Mas agora a tia de Terezinha estava com o maior desgosto de sua vida, e morreria de vergonha do ventre da sobrinha, que era para ser o exemplo da moralidade e castidade. Vergonha de si ela aguentava, mas vergonha alheia seria o fim. E quase agora arrancando os cabelos ouviu insistentemente de Terezinha:
─ Ele disse que vai casar comigo.
─ Casar o quê, disse em tom de desespero sem força para gritar! Já sumiu de Rio Branco, sua desmiolada! Já está embuchando outros ventres perdidos como o seu. E era o que me faltava para desgosto de minha cria que nem é minha! Criar filho de estrangeiro!
─ Sumi não, disse Pablo, para o susto quase fulminante da tia. E eu caso sim, confirmou.
Aquela assombração de supetão, arranhando suas primeiras palavras em um português sofrível e um espanhol grave deixou a tia paralisadamente estupefata e atônita. Por bem mais de um minuto. Sem saber o que fazer e se sonhava um pesadelo. Deveria ser sonho.

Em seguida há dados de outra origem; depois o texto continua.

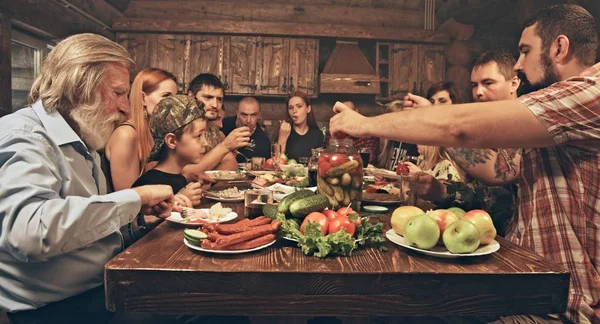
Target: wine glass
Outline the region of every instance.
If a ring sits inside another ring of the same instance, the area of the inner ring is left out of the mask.
[[[281,145],[271,144],[271,158],[273,159],[273,167],[277,169],[281,161]]]

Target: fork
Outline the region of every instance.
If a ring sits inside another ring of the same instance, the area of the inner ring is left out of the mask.
[[[184,207],[181,211],[181,217],[187,218],[190,216],[194,216],[196,214],[196,210],[194,208]]]

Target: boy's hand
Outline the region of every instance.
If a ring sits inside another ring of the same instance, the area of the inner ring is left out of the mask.
[[[185,188],[179,190],[178,195],[183,195],[189,199],[191,206],[187,207],[199,205],[200,200],[202,200],[202,184],[200,182],[190,182]]]

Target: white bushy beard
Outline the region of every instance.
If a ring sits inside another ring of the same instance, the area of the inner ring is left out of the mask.
[[[100,105],[79,106],[71,111],[71,118],[90,151],[103,148],[115,128],[125,121],[121,113],[106,114]]]

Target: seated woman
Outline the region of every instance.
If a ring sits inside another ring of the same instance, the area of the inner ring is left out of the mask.
[[[464,97],[456,89],[454,82],[438,82],[431,85],[425,96],[433,105],[452,105],[464,103]]]
[[[417,145],[420,162],[414,165],[405,162],[411,172],[425,172],[443,182],[460,182],[465,172],[439,146]]]
[[[385,105],[385,113],[401,111],[402,101],[396,100]],[[412,109],[412,108],[407,108]],[[415,144],[388,140],[385,138],[379,141],[379,156],[377,157],[377,166],[386,170],[396,170],[398,162],[403,161],[407,156],[418,156],[417,146]]]
[[[145,171],[155,165],[146,164],[154,145],[148,120],[160,100],[177,93],[175,80],[173,74],[155,68],[143,69],[133,80],[129,120],[114,130],[104,147],[103,169],[109,191],[131,188]],[[184,197],[177,195],[178,201],[190,205],[192,202],[187,197],[196,196],[192,190],[199,190],[199,187],[197,184],[190,185],[182,192]]]
[[[292,93],[286,102],[285,120],[280,121],[275,131],[275,141],[281,145],[281,152],[290,159],[312,156],[312,149],[322,147],[324,136],[310,105],[310,99],[303,93]]]

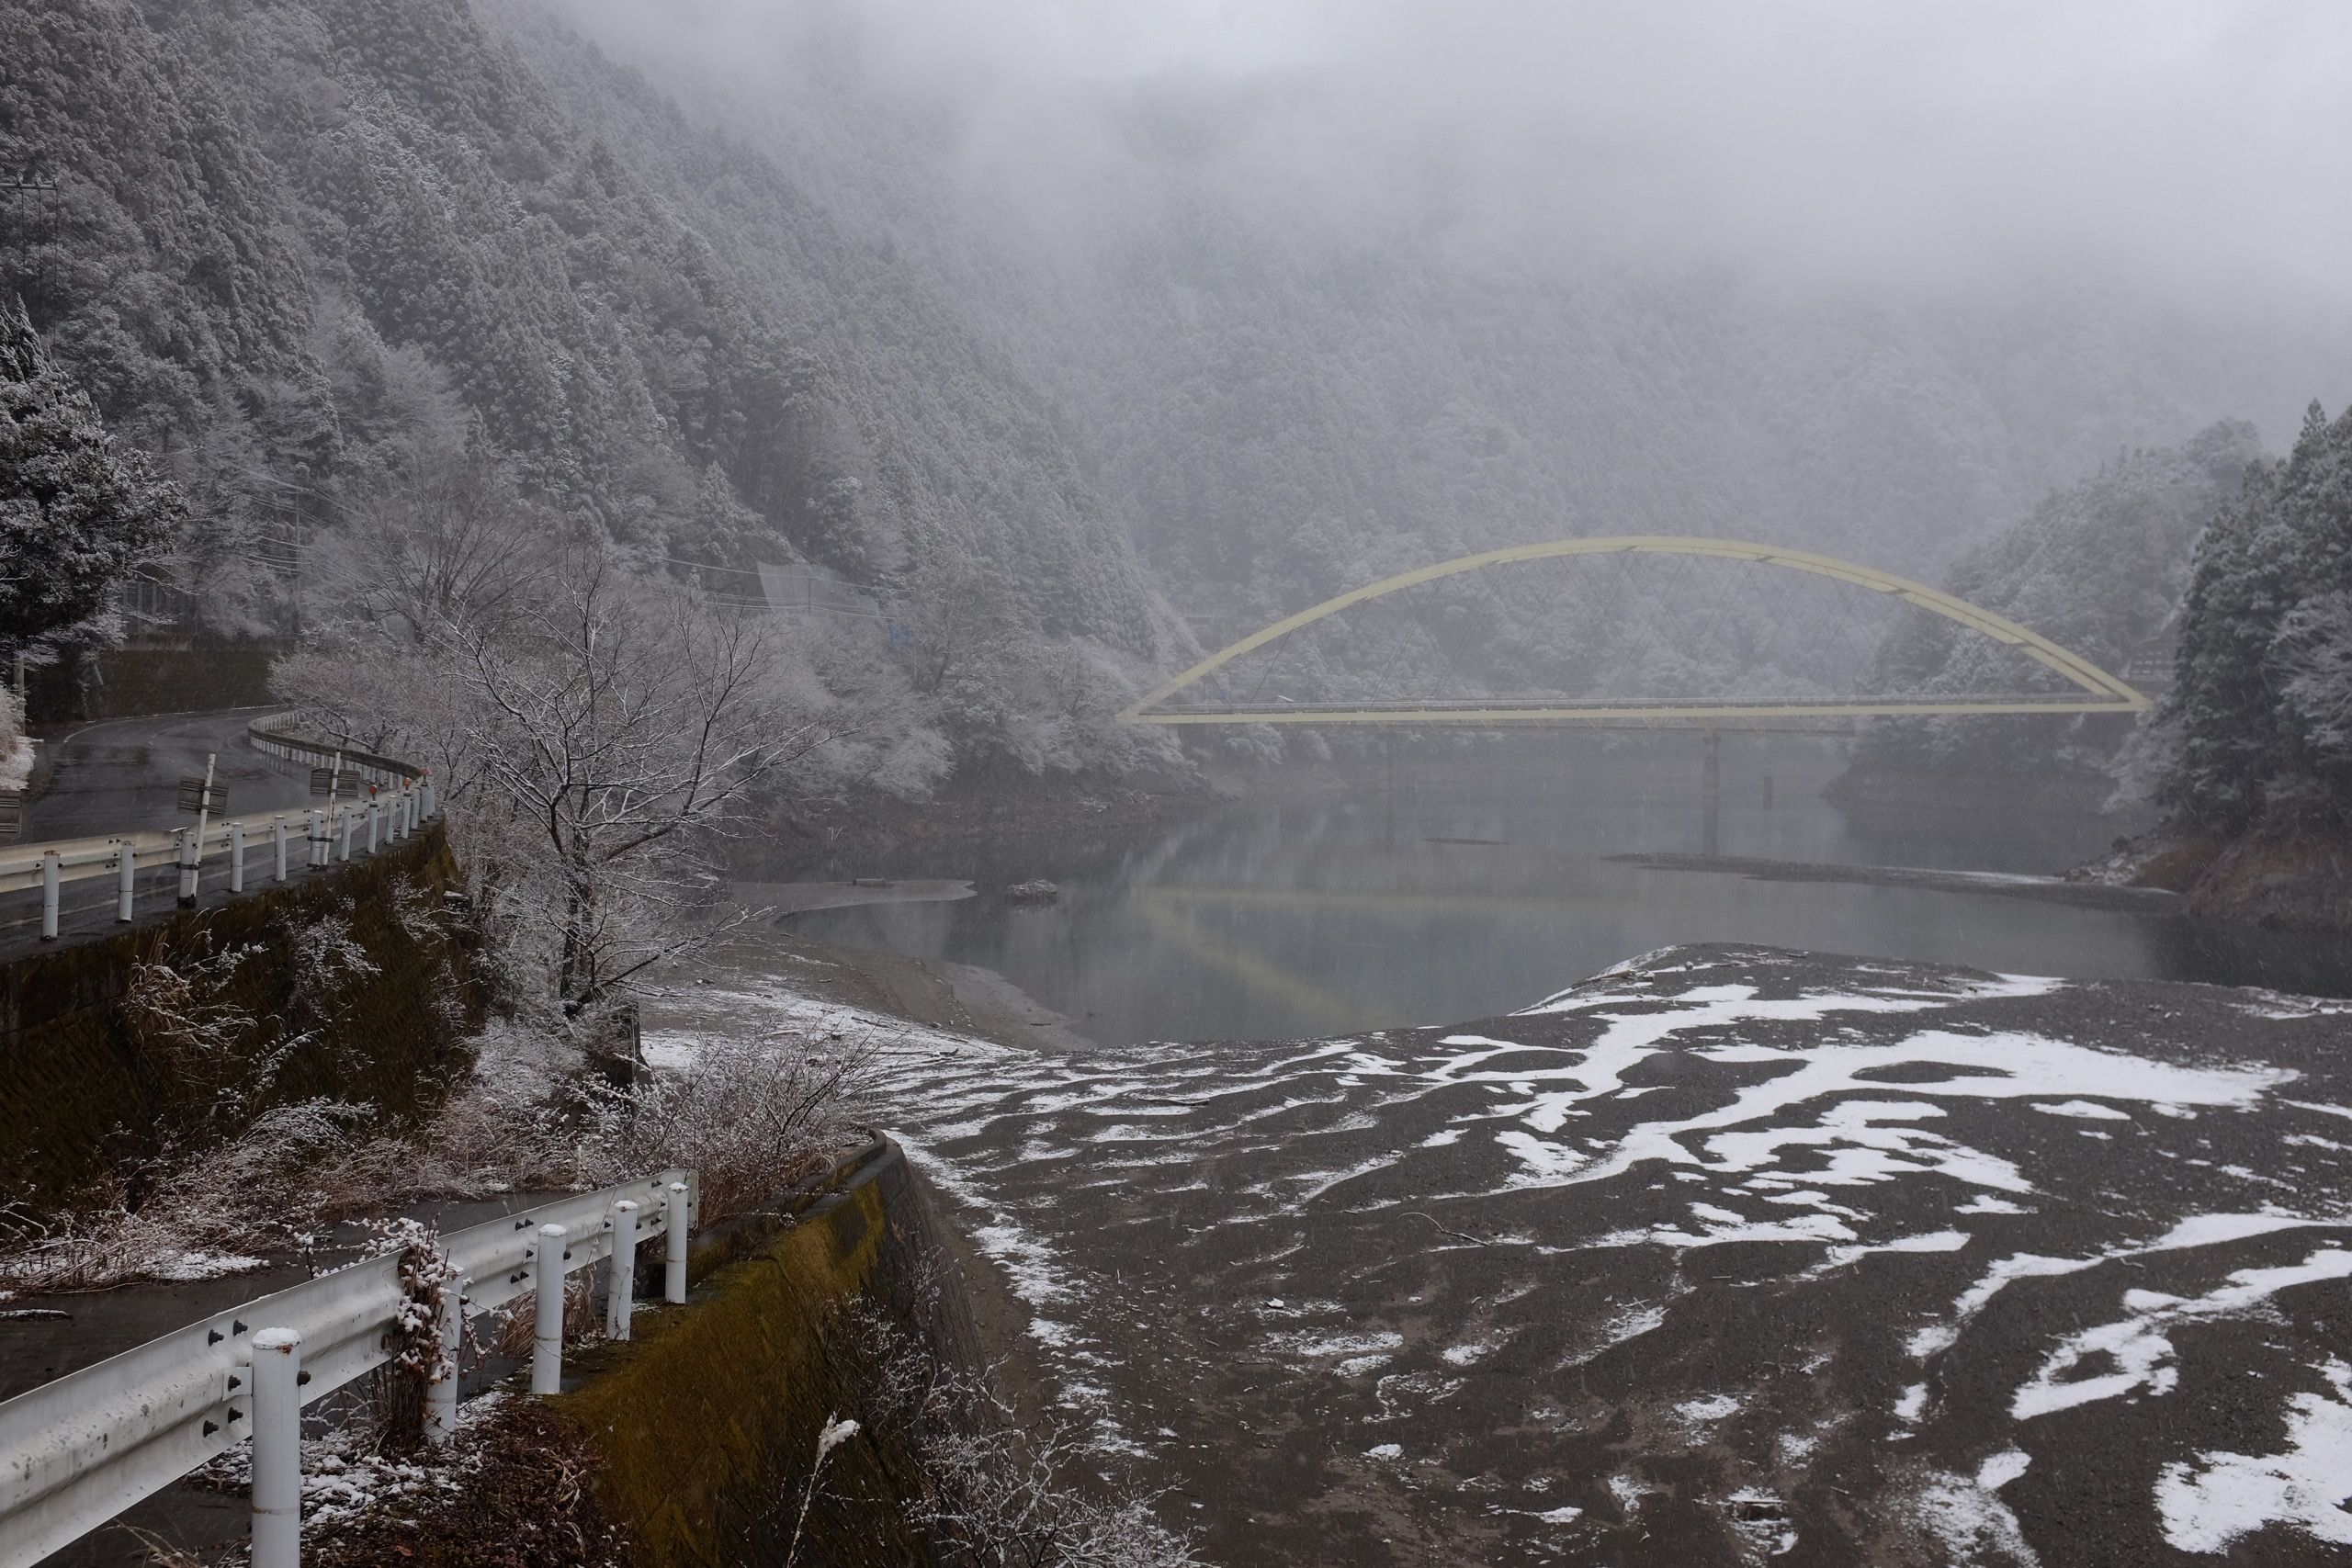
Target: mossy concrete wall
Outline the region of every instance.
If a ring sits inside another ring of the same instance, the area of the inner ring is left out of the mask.
[[[941,1222],[897,1145],[877,1140],[795,1207],[699,1239],[688,1303],[640,1313],[635,1337],[581,1357],[556,1401],[602,1456],[606,1517],[642,1568],[785,1563],[817,1435],[860,1408],[873,1374],[849,1309],[974,1354],[963,1298],[925,1289]],[[907,1518],[916,1491],[903,1447],[861,1432],[826,1460],[796,1561],[933,1562]]]
[[[70,1201],[166,1145],[187,1152],[313,1096],[369,1100],[400,1117],[431,1105],[462,1072],[463,1041],[479,1019],[460,939],[402,919],[396,900],[429,909],[459,886],[447,838],[432,823],[330,874],[0,964],[0,1149],[8,1155],[0,1193],[44,1206]],[[321,1016],[288,937],[329,914],[349,920],[375,972],[339,985]],[[204,1081],[190,1082],[126,1018],[124,987],[141,964],[245,946],[255,951],[213,999],[258,1027]],[[298,1011],[299,1026],[289,1017]],[[281,1051],[289,1032],[299,1043]],[[224,1103],[233,1107],[226,1115]]]

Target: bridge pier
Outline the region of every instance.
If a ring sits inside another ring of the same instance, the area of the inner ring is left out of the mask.
[[[1380,732],[1380,759],[1384,778],[1380,786],[1381,828],[1380,847],[1396,847],[1396,732]]]
[[[1724,852],[1724,737],[1723,731],[1707,728],[1705,761],[1700,769],[1700,794],[1704,796],[1701,809],[1705,813],[1703,832],[1706,849],[1703,852],[1719,855]]]

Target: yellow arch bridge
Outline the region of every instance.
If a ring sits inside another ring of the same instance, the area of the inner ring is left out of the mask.
[[[1476,697],[1462,701],[1415,698],[1402,702],[1358,702],[1330,706],[1300,704],[1235,703],[1169,707],[1168,699],[1204,680],[1256,649],[1265,647],[1326,615],[1351,604],[1395,593],[1419,583],[1434,582],[1483,567],[1516,561],[1549,560],[1564,556],[1667,555],[1702,556],[1753,561],[1791,571],[1811,572],[1873,592],[1892,595],[1943,616],[1946,620],[2006,644],[2054,671],[2073,689],[2054,693],[2007,692],[1967,695],[1921,694],[1821,700],[1660,700],[1624,702],[1569,701],[1559,697]],[[1651,724],[1702,722],[1848,719],[1933,714],[2077,714],[2139,713],[2148,699],[2079,654],[2070,653],[2038,632],[2015,621],[1955,599],[1925,583],[1890,572],[1858,566],[1852,561],[1809,550],[1780,549],[1769,545],[1743,544],[1733,539],[1676,538],[1629,536],[1606,539],[1555,539],[1546,544],[1518,545],[1479,555],[1440,561],[1378,582],[1367,583],[1310,609],[1276,621],[1240,641],[1219,649],[1156,691],[1147,694],[1121,714],[1131,724],[1389,724],[1389,725],[1548,725],[1611,723]]]

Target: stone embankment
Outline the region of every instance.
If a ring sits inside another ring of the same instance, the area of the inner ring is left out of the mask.
[[[2220,840],[2159,830],[2119,841],[2073,875],[2178,893],[2188,913],[2213,919],[2352,929],[2352,833],[2305,828]]]

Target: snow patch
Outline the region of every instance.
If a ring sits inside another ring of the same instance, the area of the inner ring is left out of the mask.
[[[2333,1391],[2287,1402],[2287,1449],[2275,1454],[2199,1454],[2165,1466],[2156,1510],[2165,1540],[2182,1551],[2227,1551],[2239,1537],[2285,1525],[2314,1540],[2352,1546],[2352,1367],[2328,1362]]]

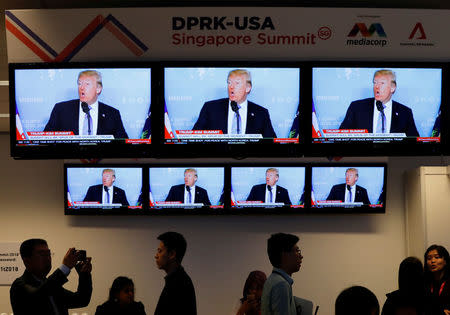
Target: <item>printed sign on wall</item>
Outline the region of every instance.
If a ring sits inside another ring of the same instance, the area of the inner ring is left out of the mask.
[[[0,243],[0,285],[11,285],[25,270],[20,243]]]
[[[449,10],[152,7],[5,11],[8,62],[446,61]]]

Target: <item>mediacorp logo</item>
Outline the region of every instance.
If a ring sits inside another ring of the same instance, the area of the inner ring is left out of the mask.
[[[388,41],[386,32],[380,23],[372,23],[369,27],[365,23],[355,23],[353,28],[348,33],[347,37],[355,38],[361,35],[360,39],[347,39],[349,46],[380,46],[384,47]],[[370,39],[371,37],[378,37],[377,39]]]

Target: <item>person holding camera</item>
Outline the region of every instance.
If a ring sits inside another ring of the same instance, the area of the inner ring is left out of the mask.
[[[86,251],[69,248],[62,265],[49,277],[52,253],[43,239],[29,239],[20,245],[25,265],[23,275],[14,280],[10,289],[11,306],[15,315],[68,315],[69,308],[85,307],[92,295],[91,257]],[[63,288],[72,268],[79,280],[76,292]]]

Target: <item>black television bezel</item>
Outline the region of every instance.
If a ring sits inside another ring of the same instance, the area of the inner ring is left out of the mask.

Quando acordou para a realidade, ao invés do ímpeto de arrancar de uma vez por todas o calor daquele ingrato e malfeitor, a tia os levou imediatamente para a igreja. Eram pouco das 10:00h da manhã. Com a mesma roupa, cabelo preso e cheiro de lavanda e talco, os dois seguiram a tia direto para o padre Miguel. Trocando algumas luzes queimadas da igreja junto ao seu jovem sacristão Firmino, o padre foi pego de supetão:
─ Casar?
─ Agora, apressou-se a tia.
─ Casar por quê?
─ Porque se amam e isto já basta para os olhos de Deus!
─ Você é batizado, meu filho?, perguntou padre Miguel ao Pablo.
─ Ele não fala português, padre Miguel, apressou-se a tia. Chegou faz um mês. E se apaixonou. E esta desmiolada também, e agora vão se casar
─ Mas se ele não for batizado...
Nisto a tia foi mais dura do que o esperado.
─ Se não for, vai batizar agora durante o casamento.
─ Mas como casar assim? E a aliança?
Pablo, que estava gostando da história toda, se lembrou dos anéis que sua efêmera Melissa lhe dera. Mais do que surpresa, a tia pela primeira vez sentiu menos desespero no coração.
─ Pronto, padre Miguel, aqui está. Duas alianças. Agora é só casar. Como se celebra uma união em todos os casamentos.
O sacristão Firmino, um jovem então de 13 anos, por ordem do padre Miguel, foi pegar a batina. Sem mais perguntas os uniu para o alívio máximo da tia e visível contentamento de ambos, Terezinha e Pablo. Já padre Miguel iria horas depois exigir mais detalhes da tia, e não por mexer na vida alheia, mas sim porque diziam as outras péssimas beatas que ele era o verdadeiro progenitor de Terezinha com outra meretriz que fugiu um mês depois do parto. E desde seus primeiros meses, cuidou dela no orfanato da igreja até fazer a menina morar com a atual tia.
O matrimônio de ambos, então, se confirmou sete meses depois com o nascimento do primeiro filho homem do casal em dezembro de 1978, o Juan. Em 1979, exatos um ano depois, vem o Juarez. E, por fim, em 1980, e de forma trágica, nasce o último, o Miguelito, que não teve o nome iniciado por “J” por uma circunstância inusitada que mais para frente será explicada. Mas a respeito de Juan, o primeiro filho, a tia de Terezinha, dizia para suavizar o rápido casamento:
─ Juan? Nasceu prematuro o menino, com 38 semanas, mas com saúde de leão, forte e gordo! Um bezerrinho de tanto que mama. É agarrado ao peito da mãe dia e noite. Com a vida forte assim só pode ser benção de Deus. Oh, menino abençoado de ter o pai e a mãe que tem.
Três dias do nascimento de Juan, padre Miguel o batizava. O padrinho e madrinha foram o casal Afonso e Diná, que moravam no cortiço há dois anos e meio. Pelo favor, ganharam seis meses de isenção do aluguel e conseguiram junta dinheiro para comprar seu terreno. A vida tem alguns momentos sem explicação que valem alguma coisa real em troca. Afonso e Diná ganharam algo sem saber ler e assinar. Belo casal.